17. Hukuk Dairesi 2009/7610 E. , 2010/1408 K.
"İçtihat Metni"MAHKEMESİ :Sulh Hukuk Mahkemesi
Taraflar arasındaki rücuen tazminat davasının yapılan yargılaması sonunda; kararda yazılı nedenlerden dolayı davanın kısmen kabulüne dair verilen hükmün, süresi içinde davalı vekilince temyiz edilmesi üzerine, dosya incelendi, gereği düşünüldü:
-K A R A R-
Davacı vekili dava dilekçesinde, müvekkili şirkete kasko sigortalı aracın, davalı ortaklık tarafından işletilen lokantanın otoparkına bırakıldığını, ancak davalı tarafın bakım ve gözetim sorumluluğunu yerine getirmemesi nedeniyle, kimliği belirsiz kişilerce aracın arka camı kırılmak suretiyle hasara uğratıldığını belirterek, sigortalısına ödediği 2.026.00 TL’nın, ödeme tarihinden itibaren işleyecek reeskont (avans) faiziyle birlikte davalıdan tahsiline karar verilmesini talep etmiştir.

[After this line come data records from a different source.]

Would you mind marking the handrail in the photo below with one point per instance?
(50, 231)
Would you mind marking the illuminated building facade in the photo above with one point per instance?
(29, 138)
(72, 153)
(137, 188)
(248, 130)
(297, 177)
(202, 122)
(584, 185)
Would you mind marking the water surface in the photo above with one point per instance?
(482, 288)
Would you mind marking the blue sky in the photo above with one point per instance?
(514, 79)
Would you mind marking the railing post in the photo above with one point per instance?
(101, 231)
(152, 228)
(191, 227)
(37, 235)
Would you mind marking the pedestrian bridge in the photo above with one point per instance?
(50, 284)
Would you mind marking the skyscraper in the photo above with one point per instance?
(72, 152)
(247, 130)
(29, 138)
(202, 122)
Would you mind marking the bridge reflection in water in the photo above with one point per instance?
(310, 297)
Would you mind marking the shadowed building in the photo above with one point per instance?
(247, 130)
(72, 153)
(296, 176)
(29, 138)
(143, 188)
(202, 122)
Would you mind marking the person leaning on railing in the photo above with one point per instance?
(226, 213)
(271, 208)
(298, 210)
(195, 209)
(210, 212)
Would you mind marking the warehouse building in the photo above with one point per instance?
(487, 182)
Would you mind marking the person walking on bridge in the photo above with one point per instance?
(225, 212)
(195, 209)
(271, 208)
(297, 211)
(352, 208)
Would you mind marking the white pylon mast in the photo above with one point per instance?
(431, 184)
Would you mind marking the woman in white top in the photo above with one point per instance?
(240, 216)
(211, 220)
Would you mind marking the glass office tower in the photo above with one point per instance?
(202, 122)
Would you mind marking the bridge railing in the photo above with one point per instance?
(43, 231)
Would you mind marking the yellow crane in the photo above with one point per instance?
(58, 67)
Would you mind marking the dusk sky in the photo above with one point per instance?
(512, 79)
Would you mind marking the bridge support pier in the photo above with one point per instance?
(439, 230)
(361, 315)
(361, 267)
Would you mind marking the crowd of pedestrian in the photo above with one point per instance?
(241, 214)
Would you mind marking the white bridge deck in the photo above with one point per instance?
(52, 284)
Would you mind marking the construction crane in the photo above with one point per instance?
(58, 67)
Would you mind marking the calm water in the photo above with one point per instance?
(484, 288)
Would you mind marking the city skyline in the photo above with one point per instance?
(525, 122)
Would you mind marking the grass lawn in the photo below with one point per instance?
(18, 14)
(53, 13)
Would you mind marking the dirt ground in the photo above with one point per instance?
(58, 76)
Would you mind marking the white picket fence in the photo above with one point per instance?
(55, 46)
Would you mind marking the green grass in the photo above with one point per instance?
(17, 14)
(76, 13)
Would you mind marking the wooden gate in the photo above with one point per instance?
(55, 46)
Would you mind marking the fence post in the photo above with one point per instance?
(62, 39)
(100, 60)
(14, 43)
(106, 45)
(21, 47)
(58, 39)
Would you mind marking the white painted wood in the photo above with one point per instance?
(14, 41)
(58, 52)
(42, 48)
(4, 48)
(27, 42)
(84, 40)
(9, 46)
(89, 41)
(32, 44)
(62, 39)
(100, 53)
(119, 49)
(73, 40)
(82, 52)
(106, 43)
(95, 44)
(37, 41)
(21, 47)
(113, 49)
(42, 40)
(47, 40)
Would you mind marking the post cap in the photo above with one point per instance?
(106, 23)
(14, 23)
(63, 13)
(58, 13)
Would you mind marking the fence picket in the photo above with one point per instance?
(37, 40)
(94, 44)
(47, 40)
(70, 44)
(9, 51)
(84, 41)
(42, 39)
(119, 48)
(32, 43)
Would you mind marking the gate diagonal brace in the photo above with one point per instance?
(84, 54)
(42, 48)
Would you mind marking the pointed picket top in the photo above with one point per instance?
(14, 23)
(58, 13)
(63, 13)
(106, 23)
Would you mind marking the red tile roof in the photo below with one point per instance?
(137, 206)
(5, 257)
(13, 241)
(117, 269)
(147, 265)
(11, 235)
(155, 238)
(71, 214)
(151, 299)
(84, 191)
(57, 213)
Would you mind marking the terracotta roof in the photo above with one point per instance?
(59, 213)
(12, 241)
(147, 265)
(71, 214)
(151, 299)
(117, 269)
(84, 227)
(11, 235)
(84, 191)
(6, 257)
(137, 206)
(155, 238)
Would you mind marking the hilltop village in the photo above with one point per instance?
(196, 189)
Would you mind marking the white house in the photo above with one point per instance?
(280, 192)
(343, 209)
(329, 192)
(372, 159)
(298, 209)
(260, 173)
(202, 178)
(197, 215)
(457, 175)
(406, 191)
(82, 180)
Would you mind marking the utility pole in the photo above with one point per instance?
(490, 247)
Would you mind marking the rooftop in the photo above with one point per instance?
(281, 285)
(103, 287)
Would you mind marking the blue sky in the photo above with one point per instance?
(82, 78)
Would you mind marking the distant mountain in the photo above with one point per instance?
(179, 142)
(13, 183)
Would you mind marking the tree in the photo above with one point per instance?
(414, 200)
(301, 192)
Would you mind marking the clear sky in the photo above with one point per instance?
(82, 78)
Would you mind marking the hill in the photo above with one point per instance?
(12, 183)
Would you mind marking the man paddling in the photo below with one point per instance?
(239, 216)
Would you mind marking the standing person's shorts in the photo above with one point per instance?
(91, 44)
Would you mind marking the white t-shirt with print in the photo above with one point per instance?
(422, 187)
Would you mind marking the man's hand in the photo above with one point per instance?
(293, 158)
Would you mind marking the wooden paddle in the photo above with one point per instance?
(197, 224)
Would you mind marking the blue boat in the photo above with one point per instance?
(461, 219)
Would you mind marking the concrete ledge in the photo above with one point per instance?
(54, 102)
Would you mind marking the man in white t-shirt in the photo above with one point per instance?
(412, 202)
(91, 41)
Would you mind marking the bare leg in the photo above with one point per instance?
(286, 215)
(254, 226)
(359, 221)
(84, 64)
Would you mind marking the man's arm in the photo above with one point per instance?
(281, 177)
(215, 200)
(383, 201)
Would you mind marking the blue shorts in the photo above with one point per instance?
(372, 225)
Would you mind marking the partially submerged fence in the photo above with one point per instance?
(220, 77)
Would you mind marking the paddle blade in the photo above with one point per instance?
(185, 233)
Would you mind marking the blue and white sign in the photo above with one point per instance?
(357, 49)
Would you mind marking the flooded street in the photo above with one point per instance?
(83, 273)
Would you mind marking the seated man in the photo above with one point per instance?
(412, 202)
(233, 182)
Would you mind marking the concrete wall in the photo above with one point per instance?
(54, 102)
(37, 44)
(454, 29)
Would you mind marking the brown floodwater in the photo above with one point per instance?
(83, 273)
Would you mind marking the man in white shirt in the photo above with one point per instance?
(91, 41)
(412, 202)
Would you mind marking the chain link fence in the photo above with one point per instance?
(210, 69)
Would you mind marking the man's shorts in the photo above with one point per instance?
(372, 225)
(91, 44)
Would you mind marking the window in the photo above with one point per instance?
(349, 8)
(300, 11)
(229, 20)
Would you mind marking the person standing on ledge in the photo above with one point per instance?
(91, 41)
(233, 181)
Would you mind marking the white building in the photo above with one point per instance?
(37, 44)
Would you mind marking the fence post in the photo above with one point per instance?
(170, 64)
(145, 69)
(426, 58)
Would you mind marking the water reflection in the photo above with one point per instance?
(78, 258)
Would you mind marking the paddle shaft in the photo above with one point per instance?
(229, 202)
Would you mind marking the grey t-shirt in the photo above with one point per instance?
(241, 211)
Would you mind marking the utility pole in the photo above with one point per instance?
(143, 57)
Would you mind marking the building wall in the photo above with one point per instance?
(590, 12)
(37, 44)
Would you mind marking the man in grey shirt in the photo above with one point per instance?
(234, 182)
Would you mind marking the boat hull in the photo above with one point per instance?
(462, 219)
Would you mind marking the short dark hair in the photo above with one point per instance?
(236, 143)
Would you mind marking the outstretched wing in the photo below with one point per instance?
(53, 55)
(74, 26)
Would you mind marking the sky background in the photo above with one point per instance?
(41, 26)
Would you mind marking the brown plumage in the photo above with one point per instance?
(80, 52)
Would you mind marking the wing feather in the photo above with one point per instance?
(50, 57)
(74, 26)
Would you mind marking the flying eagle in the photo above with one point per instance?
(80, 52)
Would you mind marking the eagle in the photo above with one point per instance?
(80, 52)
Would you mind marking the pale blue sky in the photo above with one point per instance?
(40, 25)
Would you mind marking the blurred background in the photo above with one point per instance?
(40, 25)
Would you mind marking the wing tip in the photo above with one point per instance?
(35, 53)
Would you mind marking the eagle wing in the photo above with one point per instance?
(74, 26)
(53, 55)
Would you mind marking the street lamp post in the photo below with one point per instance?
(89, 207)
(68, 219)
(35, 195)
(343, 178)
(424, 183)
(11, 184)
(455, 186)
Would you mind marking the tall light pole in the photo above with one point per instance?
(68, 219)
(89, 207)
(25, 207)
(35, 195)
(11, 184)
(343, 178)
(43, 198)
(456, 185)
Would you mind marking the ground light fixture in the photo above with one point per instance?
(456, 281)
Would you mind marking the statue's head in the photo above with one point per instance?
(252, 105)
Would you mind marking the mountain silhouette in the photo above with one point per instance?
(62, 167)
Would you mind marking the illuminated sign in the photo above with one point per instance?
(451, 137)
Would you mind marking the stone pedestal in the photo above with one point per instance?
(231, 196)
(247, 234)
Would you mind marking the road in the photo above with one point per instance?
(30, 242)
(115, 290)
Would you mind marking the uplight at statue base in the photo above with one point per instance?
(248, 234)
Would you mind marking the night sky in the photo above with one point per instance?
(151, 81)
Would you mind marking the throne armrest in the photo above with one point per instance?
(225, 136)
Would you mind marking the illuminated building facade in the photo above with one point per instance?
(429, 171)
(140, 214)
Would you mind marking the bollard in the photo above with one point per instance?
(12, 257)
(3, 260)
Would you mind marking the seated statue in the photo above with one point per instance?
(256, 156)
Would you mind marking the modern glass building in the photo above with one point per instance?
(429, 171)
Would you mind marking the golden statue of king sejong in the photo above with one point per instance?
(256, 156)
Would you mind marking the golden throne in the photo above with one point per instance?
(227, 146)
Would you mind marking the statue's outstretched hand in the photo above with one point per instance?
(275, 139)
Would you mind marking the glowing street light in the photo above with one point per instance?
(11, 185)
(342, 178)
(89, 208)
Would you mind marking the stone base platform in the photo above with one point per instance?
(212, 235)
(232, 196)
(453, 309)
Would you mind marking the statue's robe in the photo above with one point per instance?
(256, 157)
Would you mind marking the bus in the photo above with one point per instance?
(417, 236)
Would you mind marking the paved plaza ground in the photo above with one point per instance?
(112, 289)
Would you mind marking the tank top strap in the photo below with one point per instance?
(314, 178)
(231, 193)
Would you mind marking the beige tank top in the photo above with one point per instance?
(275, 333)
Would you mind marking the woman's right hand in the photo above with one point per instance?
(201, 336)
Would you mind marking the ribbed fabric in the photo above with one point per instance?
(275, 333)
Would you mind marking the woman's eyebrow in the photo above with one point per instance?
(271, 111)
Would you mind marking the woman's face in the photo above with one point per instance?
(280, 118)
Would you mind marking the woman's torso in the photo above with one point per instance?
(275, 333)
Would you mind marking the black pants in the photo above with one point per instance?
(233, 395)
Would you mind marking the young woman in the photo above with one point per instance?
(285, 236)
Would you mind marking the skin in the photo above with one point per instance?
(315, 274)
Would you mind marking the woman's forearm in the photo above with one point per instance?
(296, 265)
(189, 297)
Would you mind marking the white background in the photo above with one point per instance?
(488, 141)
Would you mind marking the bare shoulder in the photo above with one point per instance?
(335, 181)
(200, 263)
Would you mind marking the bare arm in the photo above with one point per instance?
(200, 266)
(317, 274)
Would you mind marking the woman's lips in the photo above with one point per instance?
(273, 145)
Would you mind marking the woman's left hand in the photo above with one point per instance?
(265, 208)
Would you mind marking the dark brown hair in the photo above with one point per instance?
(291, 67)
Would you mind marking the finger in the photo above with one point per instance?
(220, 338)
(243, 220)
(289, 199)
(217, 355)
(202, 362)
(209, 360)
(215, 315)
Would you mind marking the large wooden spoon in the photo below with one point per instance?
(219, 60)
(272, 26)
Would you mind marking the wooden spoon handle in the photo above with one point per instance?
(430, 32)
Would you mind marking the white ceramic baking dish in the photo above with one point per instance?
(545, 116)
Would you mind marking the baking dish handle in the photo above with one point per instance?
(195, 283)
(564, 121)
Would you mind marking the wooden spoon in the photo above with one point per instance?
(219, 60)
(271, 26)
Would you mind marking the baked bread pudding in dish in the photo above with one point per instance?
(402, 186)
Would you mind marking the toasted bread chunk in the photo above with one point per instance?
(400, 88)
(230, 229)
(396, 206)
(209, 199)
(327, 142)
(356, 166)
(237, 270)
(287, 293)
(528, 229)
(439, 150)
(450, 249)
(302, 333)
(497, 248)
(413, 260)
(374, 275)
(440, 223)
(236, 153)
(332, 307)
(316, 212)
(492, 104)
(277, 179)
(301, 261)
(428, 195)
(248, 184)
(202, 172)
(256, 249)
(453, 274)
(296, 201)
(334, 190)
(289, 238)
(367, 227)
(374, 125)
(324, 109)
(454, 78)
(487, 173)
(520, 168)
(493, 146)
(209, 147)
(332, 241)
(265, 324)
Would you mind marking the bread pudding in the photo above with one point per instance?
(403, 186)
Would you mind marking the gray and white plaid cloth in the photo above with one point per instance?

Davalı vekili cevap dilekçesinde, olayın meydana geldiği yerin müvekkiline ait otopark olmadığını, bakım ve gözetim yükümlülüklerinin bulunmadığını, sigortalının da araç içerisinde çanta bırakarak kusurlu davrandığını bildirerek, davanın reddini savunmuştur.
Mahkemece, toplanan delillere, benimsenen bilirkişi raporuna ve tarafların kusur durumuna göre, davanın kısmen kabulü ile, 1.616.13 TL’nın, 29.07.2005 ödeme tarihinden itibaren işleyecek yasal faizi ile birlikte davalıdan tahsiline karar verilmiş; hüküm, davalı vekilince temyiz edilmiştir.
1-Mahkemece toplanıp değerlendirilen delillere, özellikle oluşa ve dosya içeriğine uygun olarak düzenlenen uzman bilirkişi raporunda belirtilen kusur oranının hükme esas alınmasında bir usulsüzlük bulunmamasına göre, davalı vekilinin aşağıdaki bendin kapsamı dışında kalan sair temyiz itirazlarının reddi gerekmiştir.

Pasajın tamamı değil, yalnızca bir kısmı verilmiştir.